2. DNS based load balancer: Here the DNS servers keep a check of the
health of the real servers and resolve the domain in such a way that the
client can connect to different servers in that cluster. This part was
explained in detail in the deployment at [scale](https://linkedin.github.io/school-of-sre/level102/networking/scale/#dns-based-load-balancing) section.
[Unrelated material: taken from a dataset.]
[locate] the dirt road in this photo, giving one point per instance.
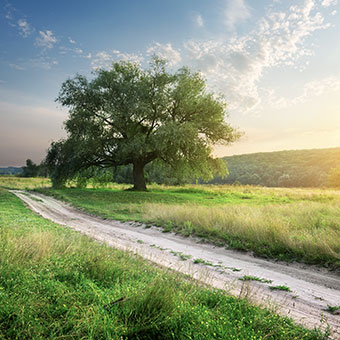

3. IPVS based load balancing: This is another means, where an IPVS
server presents itself as the service endpoint to the clients. Upon
incoming request, the IPVS directs the request to the real servers. The
IPVS can be set up to do health for the real servers.
### NAT
Network Address Translation (NAT) will be required for hosts that need
to connect to destinations on the Internet, but don't want to expose
their configured NIC address. In this case, the address (of the internal
server) is translated to a public address by a firewall. Few examples of
this are proxy servers, mail servers, etc.
### QoS
Quality of Service is a means to provide, differentiate treatment to few packets
over others. These could provide priority in forwarding queues, or
bandwidth reservations. In the data centre scenario, depending upon the
bandwidth subscription ratio, the need for QoS varies,
1. 1:1 bandwidth subscription ratio: In this case, the server to ToR
connectivity (all servers in that cabinet) bandwidth should be
equivalent to the ToR to Spine switch connectivity. Similarly for the
upper layers as well. In this design, congestion on a link is not going
to happen, as enough bandwidth will always be available. In this case,
the only difference QoS can bring, it provides priority treatment for
certain packets in the forwarding queue. Note: Packet buffering happens,
when the packet moves between ports of different speeds, like 100Gbps,
10Gbps.
2. Oversubscribed network: In this case, not all layers maintain a
bandwidth subscription ratio, for example, the ToR uplink may be of
lower bandwidth, compared to ToR to Server bandwidth (This is sometimes
referred to as oversubscription ratio). In this case, there is a
possibility of congestion. Here QoS might be required, to give priority
as well as bandwidth reservation, for certain types of traffic flows.